If you use soap the water doesn't have to be as hot. The nice thing about hot water versus cold water is that it does a better job getting the lube out (melts it). The bad thing is flash rust - I have some guns that are prone to it. So I use warm water + soap.

That being said it's definitely possible to clean black powder with at least some modern gun solvents. Ballistol of course works. MPro-7 works great, and then you can follow it up with penetrating oil or olive oil. If I didn't have access to a decent amount of clean warm/hot water I'd just do that and eat the expense.
 
Water is what takes away the salty fouling. Adding soap to the water simply makes the water clean a little better. Using HOT and soapy water just makes it easier for the soap to break up any residual oil and get under any buildups in the bore.

On a blank ended muzzle loader I like to remove the barrel from the stock. Often with side lock setups this takes little time and effort if the rifle uses keys to lock the barrel to the stock.

From there I stand it muzzle end up in the sink and pour cups of hot soapy water down the bore and let it drain out the touch hole. Or nipple if you have a percussion setup.

A bore brush sent down the bore and given a twist at the end to feather the bristles to the sides and allow for pulling back scours the bore. A conventional rod swivels to let the brush turn. It's tough to twist such a rod so I use a rigid shotgun cleaning kit for the muzzle loading barrels. I even had to drill and pin the handle to let me put the torque onto the rod to get the brush to twist and feather. But it works like a charm once you get used to it.
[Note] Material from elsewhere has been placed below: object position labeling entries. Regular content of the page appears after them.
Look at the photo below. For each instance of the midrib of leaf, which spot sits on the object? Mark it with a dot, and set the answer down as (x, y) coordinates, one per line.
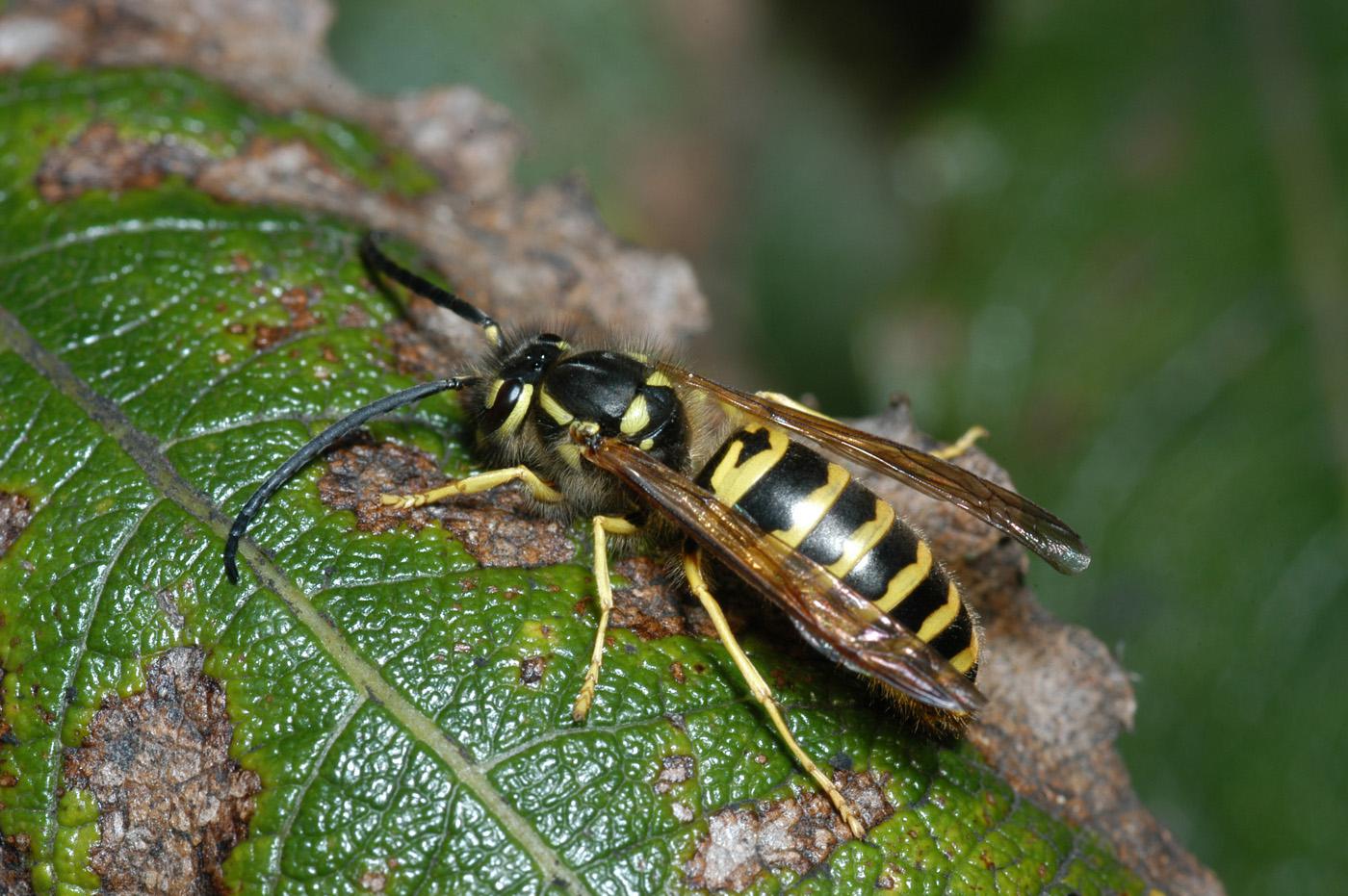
(145, 453)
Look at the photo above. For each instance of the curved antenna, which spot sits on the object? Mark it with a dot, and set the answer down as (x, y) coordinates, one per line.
(379, 262)
(316, 447)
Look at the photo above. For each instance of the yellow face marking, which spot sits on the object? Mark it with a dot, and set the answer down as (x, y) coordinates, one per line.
(808, 514)
(940, 619)
(906, 579)
(494, 393)
(636, 417)
(863, 539)
(516, 414)
(553, 410)
(731, 480)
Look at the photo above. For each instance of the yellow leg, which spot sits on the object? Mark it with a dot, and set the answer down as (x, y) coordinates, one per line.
(961, 444)
(762, 693)
(475, 484)
(604, 525)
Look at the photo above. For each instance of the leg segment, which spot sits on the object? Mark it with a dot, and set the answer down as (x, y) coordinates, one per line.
(762, 693)
(475, 484)
(604, 525)
(961, 445)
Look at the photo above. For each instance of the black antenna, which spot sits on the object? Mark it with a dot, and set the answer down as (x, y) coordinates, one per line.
(316, 447)
(376, 260)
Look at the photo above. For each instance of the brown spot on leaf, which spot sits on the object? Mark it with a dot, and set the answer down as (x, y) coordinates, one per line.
(414, 353)
(100, 159)
(799, 832)
(674, 770)
(296, 300)
(15, 873)
(650, 605)
(171, 802)
(496, 527)
(353, 317)
(531, 670)
(15, 514)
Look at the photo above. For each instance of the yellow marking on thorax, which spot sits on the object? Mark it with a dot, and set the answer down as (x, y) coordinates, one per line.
(940, 619)
(906, 579)
(516, 414)
(808, 512)
(494, 393)
(552, 408)
(636, 417)
(731, 480)
(863, 539)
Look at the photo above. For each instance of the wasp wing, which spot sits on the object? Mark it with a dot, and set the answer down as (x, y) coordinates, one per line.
(1020, 518)
(831, 615)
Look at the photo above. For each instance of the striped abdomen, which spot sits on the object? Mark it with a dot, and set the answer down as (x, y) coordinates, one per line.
(815, 505)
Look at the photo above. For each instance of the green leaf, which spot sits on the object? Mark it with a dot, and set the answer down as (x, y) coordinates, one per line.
(397, 714)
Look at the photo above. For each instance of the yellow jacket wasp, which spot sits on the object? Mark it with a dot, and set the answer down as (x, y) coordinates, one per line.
(610, 435)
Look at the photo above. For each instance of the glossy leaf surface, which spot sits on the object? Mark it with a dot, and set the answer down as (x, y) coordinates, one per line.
(406, 711)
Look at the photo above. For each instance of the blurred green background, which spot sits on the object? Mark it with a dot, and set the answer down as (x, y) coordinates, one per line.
(1112, 233)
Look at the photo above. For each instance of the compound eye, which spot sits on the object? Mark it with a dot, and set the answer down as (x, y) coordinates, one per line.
(501, 401)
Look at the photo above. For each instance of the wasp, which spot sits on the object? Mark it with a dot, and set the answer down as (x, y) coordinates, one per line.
(623, 440)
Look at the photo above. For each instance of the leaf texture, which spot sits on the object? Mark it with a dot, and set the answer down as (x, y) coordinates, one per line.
(406, 710)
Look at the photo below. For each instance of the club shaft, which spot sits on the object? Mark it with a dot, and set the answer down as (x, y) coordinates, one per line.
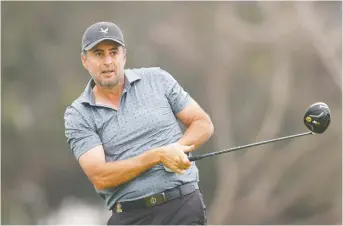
(194, 158)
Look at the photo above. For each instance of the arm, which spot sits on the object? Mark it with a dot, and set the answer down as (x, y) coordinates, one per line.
(87, 147)
(198, 123)
(112, 174)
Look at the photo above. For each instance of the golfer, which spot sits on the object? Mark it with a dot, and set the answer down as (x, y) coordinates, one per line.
(124, 132)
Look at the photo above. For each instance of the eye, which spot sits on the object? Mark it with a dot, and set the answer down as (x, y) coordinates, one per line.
(113, 53)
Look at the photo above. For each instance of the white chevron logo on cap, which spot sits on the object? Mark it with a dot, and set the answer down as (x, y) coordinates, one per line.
(104, 31)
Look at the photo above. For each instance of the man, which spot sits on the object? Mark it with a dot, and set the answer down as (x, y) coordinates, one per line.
(124, 132)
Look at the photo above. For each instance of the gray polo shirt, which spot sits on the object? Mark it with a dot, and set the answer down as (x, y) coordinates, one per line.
(145, 120)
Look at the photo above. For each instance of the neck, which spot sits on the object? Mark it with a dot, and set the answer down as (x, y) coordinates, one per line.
(111, 93)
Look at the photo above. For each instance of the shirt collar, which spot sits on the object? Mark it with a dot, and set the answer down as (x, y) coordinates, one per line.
(129, 77)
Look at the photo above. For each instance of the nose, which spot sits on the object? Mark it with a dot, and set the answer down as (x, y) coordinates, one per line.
(108, 60)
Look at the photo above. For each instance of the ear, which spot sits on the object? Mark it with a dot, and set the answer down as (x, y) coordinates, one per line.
(124, 57)
(84, 60)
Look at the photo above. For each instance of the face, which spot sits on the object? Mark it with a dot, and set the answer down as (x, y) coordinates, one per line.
(105, 62)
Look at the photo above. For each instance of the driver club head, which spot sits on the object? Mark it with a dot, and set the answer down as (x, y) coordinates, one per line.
(317, 117)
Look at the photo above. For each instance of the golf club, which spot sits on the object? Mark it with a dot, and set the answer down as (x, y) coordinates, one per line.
(317, 119)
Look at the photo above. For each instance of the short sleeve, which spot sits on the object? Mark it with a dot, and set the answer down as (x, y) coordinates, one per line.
(80, 136)
(178, 98)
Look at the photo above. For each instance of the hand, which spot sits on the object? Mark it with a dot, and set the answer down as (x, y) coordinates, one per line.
(173, 156)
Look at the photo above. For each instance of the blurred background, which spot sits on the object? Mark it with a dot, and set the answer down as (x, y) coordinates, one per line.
(255, 67)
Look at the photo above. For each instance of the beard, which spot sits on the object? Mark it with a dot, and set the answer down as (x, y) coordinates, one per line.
(109, 82)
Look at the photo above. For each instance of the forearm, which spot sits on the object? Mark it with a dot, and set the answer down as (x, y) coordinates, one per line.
(113, 174)
(197, 133)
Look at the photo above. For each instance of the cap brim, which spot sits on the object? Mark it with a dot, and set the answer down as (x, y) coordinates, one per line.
(90, 46)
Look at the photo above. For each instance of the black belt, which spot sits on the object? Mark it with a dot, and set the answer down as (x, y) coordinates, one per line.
(154, 199)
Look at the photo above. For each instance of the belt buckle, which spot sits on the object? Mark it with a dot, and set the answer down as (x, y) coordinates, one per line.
(155, 199)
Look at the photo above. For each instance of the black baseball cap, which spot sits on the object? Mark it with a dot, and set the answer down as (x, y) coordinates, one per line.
(99, 32)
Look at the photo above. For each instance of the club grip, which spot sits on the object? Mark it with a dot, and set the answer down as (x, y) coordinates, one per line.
(192, 159)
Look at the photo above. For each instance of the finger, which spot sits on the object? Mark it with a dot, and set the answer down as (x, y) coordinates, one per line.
(188, 148)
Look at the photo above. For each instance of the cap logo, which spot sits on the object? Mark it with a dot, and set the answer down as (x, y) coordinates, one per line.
(105, 31)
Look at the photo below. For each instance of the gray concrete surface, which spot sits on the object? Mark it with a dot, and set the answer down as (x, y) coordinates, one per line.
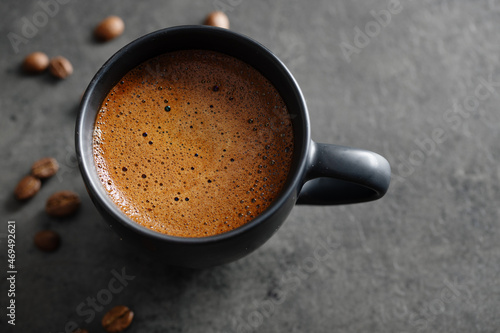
(425, 258)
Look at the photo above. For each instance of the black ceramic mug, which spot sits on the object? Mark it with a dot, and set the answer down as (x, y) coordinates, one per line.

I just follow the turning handle as it goes down the bore and back out.

Following the soapy water/bore brush/more soapy water treatment I rinse well with a batch of two of hot clear water then patch dry. I then spray Ballistol through the touch hole and blow some air through it to clear any excess oil. Nothing fancy, just a short length of flex tube to my mouth. I also patch the bore with a Ballistol wet patch.

I don't run a dry patch at that time. I leave it "wet" with the Ballistol from that wet patch until I take it out to go shooting the next time. At that point I run a quick dry patch down the bore and shove a pipe cleaner through the touch hole. With percussion guns just run the dry patch quickly and when you get to the range clear the nipple and firing passage with a cap or two.
 
Soap in the water keeps the stuff you have removed in suspension in the water, very hot water heats the steel so that the remaining water evaporates quickly once removed from the water bath and wiped down. The only time I have ever witnessed flash rust on steel was with freshly ground mild steel exposed to cold water. I think that if a weapon has been wiped down with any type of lube that flash rust will not occur. If you get it wet, lay it aside and not dry or wipe it with any type of preservative you will probably get oxidation.
 
I use hot soapy water with a few sprays of balastol into the bucket.

The soap foams up the water when the balastol hits the suds disapear and the water turns white.

The best part the balastol has an oil in it so when the water evaporates the balastol leaves a oil behind and it doesnt rust at all.

Ive tried cold water and it doesnt seem to cut the fouling like the hot water does.

I still use bore butter and it leaves a greasy sludge behind. The borebutter mixes in with the fouling.

Im thinking about skipping the bore butter as well. I just use a little on the corners of the chambers. I dont completly seal the chamber over the ball
 
Yes it mixes with water but it doesn't suck it out of the air. And in fact if you clean a black powder gun with "moose milk" made from Ballistol in water the water content does a fine job of removing the fouling and afterwards the water in the MM dries away and leave ONLY the oil behind. Which then protects the steel just fine.